I am using NVIDIA latest drivers GeForce 332.21 Driver and Windows 7 x64 Ultimate.
Part of the solution was a simple precision data type problem. Exchange the speed calculation by a constant, and you'll see a extremely smooth movement. Analysing the calculation showed that you're storing the result from QueryPerformanceCounter() inside a float. QueryPerformanceCounter() returns a number which looks like this on my computer: 724032629776. This number requires at least 5 bytes to be stored. How ever a float uses 4 bytes (and only 24 bits for actual number) to store the value. So precision is lost when you convert the result of QueryPerformanceCounter() to float. And sometimes this leads to a deltaTime of zero causing stuttering.
This explains partly why some users do not experience this problem. It all depends on if the result of QueryPerformanceCounter() does fit into a float.
The solution for this part of the problem is: use double (or as Ben Voigt suggested: store the initial performance counter, and subtract this from new values before converting to float. This would give you at least more head room, but might eventually hit the float resolution limit again, when the application runs for a long time (depends on the growth speed of the performance counter).)

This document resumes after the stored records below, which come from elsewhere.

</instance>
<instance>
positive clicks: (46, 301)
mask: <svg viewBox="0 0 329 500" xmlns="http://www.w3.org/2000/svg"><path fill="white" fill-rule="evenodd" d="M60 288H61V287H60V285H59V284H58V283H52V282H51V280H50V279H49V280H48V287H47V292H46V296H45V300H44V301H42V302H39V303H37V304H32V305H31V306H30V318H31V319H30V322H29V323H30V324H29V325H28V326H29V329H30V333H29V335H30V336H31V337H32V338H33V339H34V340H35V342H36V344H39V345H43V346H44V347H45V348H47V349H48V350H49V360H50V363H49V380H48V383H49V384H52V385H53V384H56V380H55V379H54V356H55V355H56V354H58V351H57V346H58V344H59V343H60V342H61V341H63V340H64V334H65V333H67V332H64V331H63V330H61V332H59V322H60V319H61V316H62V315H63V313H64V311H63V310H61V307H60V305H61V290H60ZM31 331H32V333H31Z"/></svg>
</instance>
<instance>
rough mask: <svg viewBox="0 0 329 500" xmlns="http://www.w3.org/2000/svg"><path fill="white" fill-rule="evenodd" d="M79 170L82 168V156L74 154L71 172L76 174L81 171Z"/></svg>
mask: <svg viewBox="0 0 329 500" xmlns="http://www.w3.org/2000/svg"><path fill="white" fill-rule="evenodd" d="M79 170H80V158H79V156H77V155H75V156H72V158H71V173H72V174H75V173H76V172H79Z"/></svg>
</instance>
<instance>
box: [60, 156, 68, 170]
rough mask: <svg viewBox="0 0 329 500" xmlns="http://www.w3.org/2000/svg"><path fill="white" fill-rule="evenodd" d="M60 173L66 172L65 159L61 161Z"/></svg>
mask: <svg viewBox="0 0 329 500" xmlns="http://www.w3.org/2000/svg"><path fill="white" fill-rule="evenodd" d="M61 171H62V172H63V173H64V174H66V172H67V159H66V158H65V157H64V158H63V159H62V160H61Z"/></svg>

After fixing this, the stuttering was much less but did not disappear completely. Analyzing the runtime behaviour showed that a frame is skipped now and then. The application GPU command buffer is flushed by Present but the present command remains in the application context queue until the next vsync (even though Present was invoked long before vsync (14ms)). Further analysis showed that a back ground process (f.lux) told the system to set the gamma ramp once in a while. This command required the complete GPU queue to run dry before it was executed. Probably to avoid side effects. This GPU flush was started just before the 'present' command was moved to the GPU queue. The system blocked the video scheduling until the GPU ran dry. This took until the next vsync. So the present packet was not moved to GPU queue until the next frame. The visible effect of this: stutter.

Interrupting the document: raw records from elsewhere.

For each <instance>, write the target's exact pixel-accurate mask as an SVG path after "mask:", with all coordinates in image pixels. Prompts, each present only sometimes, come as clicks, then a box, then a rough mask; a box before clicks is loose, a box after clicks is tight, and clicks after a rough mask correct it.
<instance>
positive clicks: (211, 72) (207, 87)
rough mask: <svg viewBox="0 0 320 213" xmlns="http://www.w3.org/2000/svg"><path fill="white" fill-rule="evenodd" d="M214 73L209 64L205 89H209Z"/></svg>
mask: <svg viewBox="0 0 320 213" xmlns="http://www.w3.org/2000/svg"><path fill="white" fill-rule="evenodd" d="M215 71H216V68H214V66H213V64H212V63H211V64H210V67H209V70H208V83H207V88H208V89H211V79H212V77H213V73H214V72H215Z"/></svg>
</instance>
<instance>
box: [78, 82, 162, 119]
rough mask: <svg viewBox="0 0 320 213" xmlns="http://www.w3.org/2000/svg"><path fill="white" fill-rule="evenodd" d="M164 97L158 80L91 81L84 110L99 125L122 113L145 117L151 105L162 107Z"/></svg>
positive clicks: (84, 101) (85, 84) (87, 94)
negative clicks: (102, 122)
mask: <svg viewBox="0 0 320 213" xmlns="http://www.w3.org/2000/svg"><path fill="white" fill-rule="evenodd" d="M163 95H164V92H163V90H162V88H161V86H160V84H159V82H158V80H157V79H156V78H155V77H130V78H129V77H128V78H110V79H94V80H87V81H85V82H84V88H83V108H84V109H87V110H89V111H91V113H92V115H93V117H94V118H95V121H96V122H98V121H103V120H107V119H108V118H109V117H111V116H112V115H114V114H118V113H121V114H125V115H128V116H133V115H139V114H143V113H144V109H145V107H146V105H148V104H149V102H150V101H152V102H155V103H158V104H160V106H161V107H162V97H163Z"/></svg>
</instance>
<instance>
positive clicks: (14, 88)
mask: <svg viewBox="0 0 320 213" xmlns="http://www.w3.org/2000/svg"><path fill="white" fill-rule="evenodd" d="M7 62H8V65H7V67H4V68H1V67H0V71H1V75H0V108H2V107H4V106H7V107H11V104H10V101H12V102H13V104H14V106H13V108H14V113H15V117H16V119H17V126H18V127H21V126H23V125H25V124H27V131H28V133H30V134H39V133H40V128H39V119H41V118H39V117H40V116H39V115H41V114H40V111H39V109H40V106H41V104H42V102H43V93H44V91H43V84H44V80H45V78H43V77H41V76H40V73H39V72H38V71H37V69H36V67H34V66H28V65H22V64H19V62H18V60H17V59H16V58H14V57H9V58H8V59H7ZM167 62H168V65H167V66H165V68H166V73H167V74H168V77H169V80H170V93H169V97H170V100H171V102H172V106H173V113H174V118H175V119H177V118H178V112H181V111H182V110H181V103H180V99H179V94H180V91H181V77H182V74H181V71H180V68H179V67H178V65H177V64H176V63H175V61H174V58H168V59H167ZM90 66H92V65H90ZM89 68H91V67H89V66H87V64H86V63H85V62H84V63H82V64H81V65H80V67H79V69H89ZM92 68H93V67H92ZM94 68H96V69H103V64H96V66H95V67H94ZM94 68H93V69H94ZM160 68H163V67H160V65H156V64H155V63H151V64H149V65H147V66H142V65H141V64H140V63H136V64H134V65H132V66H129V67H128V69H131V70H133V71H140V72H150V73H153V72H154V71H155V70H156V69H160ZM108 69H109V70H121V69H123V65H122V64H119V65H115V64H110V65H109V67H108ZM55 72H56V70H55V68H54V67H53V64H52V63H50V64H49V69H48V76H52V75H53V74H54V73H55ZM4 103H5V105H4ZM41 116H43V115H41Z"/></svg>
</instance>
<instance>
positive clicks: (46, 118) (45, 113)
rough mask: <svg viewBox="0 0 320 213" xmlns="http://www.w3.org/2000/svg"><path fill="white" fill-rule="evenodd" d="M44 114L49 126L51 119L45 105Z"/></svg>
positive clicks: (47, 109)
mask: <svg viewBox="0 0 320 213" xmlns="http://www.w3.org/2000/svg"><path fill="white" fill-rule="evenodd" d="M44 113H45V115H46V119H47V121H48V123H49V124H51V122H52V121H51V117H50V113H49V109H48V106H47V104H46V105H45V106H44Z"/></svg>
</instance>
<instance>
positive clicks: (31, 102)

It's unlikely that you're running f.lux on your computer too. But you're probably experiencing a similar background intervention. You'll need to look for the source of the problem on your system yourself. I've written a blog post about how to diagnose frame skips: Diagnose frame skips and stutter in DirectX applications. You'll also find the whole story of diagnosing f.lux as the culprit there.
But even if you find the source of your frame skip, I doubt that you'll achieve stable 60fps while dwm window composition is enabled. The reason is, you're not drawing to the screen directly. But instead you draw to a shared surface of dwm. Since it's a shared resource it can be locked by others for an arbitrary amount of time making it impossible for you to keep the frame rate stable for your application. If you really need a stable frame rate, go full screen, or disable window composition (on Windows 7. Windows 8 does not allow disabling window composition):
#include <dwmapi.h>
...
HRESULT hr = DwmEnableComposition(DWM_EC_DISABLECOMPOSITION);
if (!SUCCEEDED(hr)) {
// log message or react in a different way
}
I took a look at your source code and noticed that you only process one window message every frame. For me this caused stuttering in the past.

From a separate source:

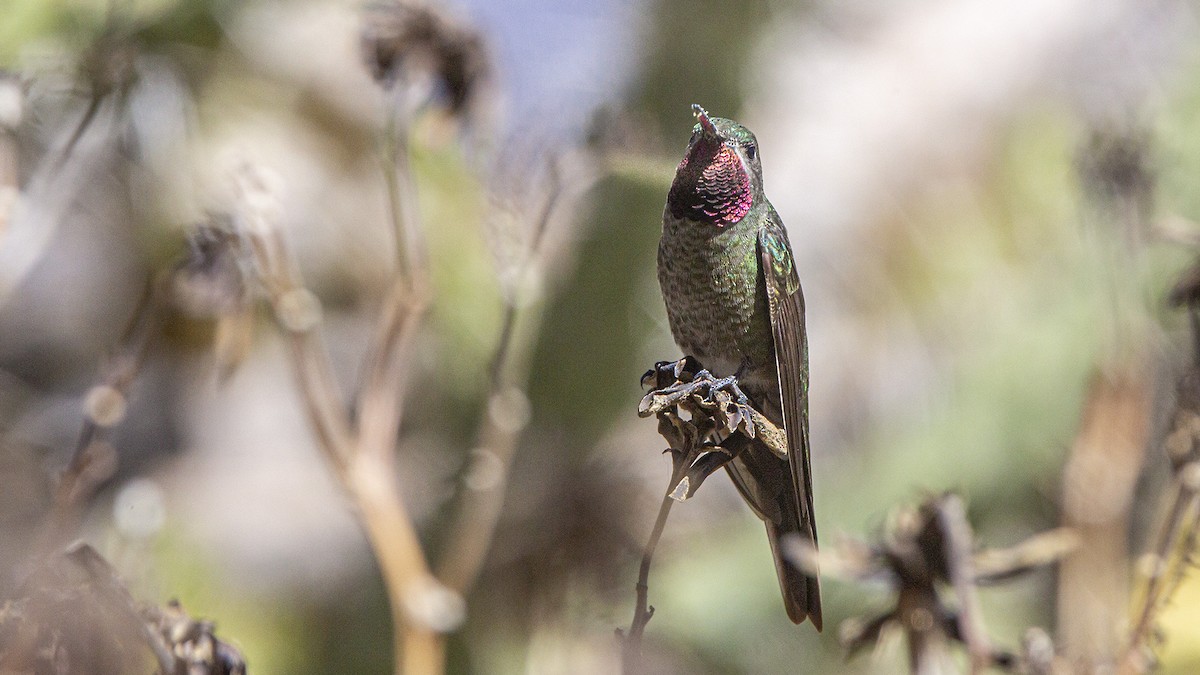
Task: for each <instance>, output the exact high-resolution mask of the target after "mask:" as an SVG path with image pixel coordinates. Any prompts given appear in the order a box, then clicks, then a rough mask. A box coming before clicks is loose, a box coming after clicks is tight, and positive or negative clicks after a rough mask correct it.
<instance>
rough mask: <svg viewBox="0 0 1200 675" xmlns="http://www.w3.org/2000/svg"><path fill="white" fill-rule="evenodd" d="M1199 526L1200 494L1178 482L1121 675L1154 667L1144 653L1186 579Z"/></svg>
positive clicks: (1127, 644) (1156, 547) (1140, 608)
mask: <svg viewBox="0 0 1200 675" xmlns="http://www.w3.org/2000/svg"><path fill="white" fill-rule="evenodd" d="M1198 525H1200V494H1198V492H1195V491H1193V490H1190V489H1188V488H1187V486H1186V485H1184V484H1183V483H1182V482H1180V480H1178V478H1176V491H1175V500H1174V503H1172V504H1171V509H1170V510H1169V512H1168V516H1166V521H1165V522H1164V525H1163V530H1162V536H1160V537H1159V542H1158V544H1157V546H1156V549H1154V554H1153V555H1154V569H1153V571H1151V573H1150V577H1148V579H1147V580H1146V590H1145V592H1144V595H1142V598H1141V605H1140V608H1139V609H1138V622H1136V623H1135V625H1134V628H1133V631H1132V632H1130V634H1129V639H1128V643H1127V645H1126V650H1124V653H1123V655H1122V656H1121V661H1120V664H1121V667H1120V669H1118V673H1121V674H1122V675H1135V674H1140V673H1146V671H1147V670H1148V665H1150V664H1148V663H1146V661H1145V657H1144V653H1145V651H1146V650H1147V649H1148V643H1150V641H1151V639H1152V633H1153V631H1154V619H1156V617H1157V615H1158V613H1159V610H1162V609H1163V607H1164V605H1165V604H1166V599H1168V598H1169V597H1170V595H1171V592H1172V591H1174V590H1175V587H1176V586H1177V585H1178V583H1180V580H1181V579H1182V577H1183V572H1184V568H1186V567H1187V557H1188V554H1189V551H1192V550H1194V546H1195V540H1194V539H1195V532H1196V527H1198ZM1172 551H1178V554H1172Z"/></svg>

I would recommend to loop on PeekMessage until it returns zero to indicate that the message queue is exhausted. After that render a frame.
So change:
if (PeekMessageW(&message, 0, 0, 0, PM_REMOVE))
to
while (PeekMessageW(&message, 0, 0, 0, PM_REMOVE))
Edit:
I compiled and ran you code (with another texture) and it displayed the movement smoothly for me. I don't have aero though (Windows 8).
One thing I noticed: You set D3DCREATE_SOFTWARE_VERTEXPROCESSING. Have you tried to set this to D3DCREATE_HARDWARE_VERTEXPROCESSING?